Oleh: K.H. Abdurrahman Wahid

DIHUBUNGI secara terpisah Gus Dur menyatakan, bahwa kritik Slamet maupun Chalid atas dirinya merupakan hak mereka. “Semuanya terserah pada muktamar kelak, apakah kritik itu bisa diterima atau justru kepemimpinan saya yang diterima sebagai benar-benar kukuh berpegang pada Khittah 1926,”

Kritik semacam itu, menurut Gus Dur, sebenarnya isu lama yang ditampilkan dalam kemasan baru. “Dulu, ketika muktamar NU di Krapyak, Yogyakarta, saya juga dikritik Kiai As’ad (almarhum KH As’ad Syamsul Arifin, mustasyar PBNU). Tetapi, akhirnya hal itu tidak diterima oleh peserta muktamar. Dulu, saya sempat dianggap sebagai ketua ketoprak. Sekarang saya dibilang ketua politik. Ya, terserah saja. Itu hak mereka,” katanya.

T: Tanggapan Gus Dur terhadap kritik Slamet dan Chalid Mawardi?

J: Biar saja. Saya menduga ada orang lain yang menyuruh Slamet melontarkan kritik itu. Mengapa saya dibilang begitu, karena, saya tahu Slamet itu nggak pernah berdiri sendiri. Dulu, dia nggantung pada saya. tetapi saya tidak bisa digantungi begitu. Maka saya tidak lagi bisa ngopeni dia. Sekarang dia justru mengritik saya. Itu artinya dia mencari gantungan lain setelah saya.

T: Soal materi kritiknya?

J: Ya, terserah muktamar nanti. Kalau saya dianggap menyimpang dari khittah, tidak amar makruf nahi munkar, atau yang lainnya, sebaiknya hal itu diajukan dalam forum muktamar. Seperti ketika Kiai As’ad dulu mengritik saya. Sehingga, peserta muktamar bisa menilainya.

T: Apa memang banyak kegiatan Anda yang bermuatan politik?

J: Ndak. Saya tidak pernah ikut campur dalam urusan politik. Buktinya, ketika PPP ramai-ramai muktamar, saya tidak ikut. Ketika Golkar punya gawe, saya juga tidak ikut campur. Demikian pula ketika PDI kongres, saya tidak terlibat. Bahwa ada orang-orang NU yang dizalimi (dipaksa masuk ke dalam kepengurusan partai berlambang bintang, tanpa tanda tangan atau tidak sesuai dengan hasil muktamar PPP), kami ikut solider.

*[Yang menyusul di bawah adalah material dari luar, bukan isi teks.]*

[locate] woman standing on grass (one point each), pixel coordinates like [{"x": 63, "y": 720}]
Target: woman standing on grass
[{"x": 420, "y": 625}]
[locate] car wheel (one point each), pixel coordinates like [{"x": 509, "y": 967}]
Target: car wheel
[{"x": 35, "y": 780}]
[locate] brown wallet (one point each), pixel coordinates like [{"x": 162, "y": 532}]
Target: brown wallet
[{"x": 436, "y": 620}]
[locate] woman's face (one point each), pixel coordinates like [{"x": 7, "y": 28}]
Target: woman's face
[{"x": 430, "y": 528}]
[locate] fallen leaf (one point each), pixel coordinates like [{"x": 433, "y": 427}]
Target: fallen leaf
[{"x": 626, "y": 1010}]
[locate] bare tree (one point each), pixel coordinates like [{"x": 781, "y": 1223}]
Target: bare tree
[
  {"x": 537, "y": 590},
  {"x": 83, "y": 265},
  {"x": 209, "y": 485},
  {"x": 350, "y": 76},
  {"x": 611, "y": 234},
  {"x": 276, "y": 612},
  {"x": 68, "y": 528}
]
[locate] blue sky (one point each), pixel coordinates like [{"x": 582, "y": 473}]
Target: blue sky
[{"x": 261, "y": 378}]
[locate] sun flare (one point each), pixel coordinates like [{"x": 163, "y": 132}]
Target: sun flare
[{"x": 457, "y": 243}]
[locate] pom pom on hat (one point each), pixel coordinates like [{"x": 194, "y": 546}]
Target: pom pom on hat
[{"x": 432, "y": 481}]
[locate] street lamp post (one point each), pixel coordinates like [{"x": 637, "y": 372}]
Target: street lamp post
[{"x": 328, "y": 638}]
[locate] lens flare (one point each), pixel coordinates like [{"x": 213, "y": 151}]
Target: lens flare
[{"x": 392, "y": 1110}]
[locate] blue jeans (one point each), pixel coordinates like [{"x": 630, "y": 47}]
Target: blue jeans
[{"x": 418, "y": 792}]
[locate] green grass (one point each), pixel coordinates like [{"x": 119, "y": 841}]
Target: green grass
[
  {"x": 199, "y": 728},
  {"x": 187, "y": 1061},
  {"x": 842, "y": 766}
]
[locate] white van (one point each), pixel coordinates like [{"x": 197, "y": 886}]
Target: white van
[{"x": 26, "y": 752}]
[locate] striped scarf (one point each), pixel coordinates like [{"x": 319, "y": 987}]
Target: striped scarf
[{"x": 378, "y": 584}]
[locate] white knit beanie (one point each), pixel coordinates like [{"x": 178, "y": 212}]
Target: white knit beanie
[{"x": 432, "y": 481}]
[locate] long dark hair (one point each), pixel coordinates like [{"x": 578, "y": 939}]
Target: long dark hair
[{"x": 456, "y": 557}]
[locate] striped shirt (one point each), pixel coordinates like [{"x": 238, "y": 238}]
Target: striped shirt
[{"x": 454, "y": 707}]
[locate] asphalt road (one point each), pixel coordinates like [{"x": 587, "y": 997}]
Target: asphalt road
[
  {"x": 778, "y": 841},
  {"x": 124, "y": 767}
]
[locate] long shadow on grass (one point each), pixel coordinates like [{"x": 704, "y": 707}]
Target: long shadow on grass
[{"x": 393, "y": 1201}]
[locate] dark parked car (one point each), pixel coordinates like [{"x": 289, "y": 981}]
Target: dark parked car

Sebab, kekuatan warga NU yang memang realistis itu tidak diperhitungkan. Itu namanya orang NU dizalimi. Kami ikut prihatin.

Fenomena lain, misalnya di PDI sekarang orang NU mulai muncul, kami ya ikut senang. Itu saja. Bahwa banyak orang NU di Golkar yang masih mlempem, karena kualitas mereka tidak baik atau tidak memenuhi harapan umat, ya saya prihatin. Itu saja. Wajar-wajar saja, kan?

T: Apakah Anda merasa pernah melakukan kegiatan politik?

J: Bagi saya, batasan kegiatan politik itu apabila kita melakukan upaya untuk mencari jabatan, baik di DPR maupun di tempat lain. Saya tidak melakukan hal itu. Kalau saya, misalnya, melontarkan pandangan atau pendapat agar bisa mempertahankan UUD 1945 agar negara ini tetap berdaulat, masyarakatnya bebas mengeluarkan pendapat, berserikat, tanpa diganggu, sehingga bisa memberikan persamaan hak tanpa kecuali, apa itu berpolitik? Itu kan hak saya sebagai warga negara Indonesia yang baik dan benar serta sadar akan keberadaan negerinya.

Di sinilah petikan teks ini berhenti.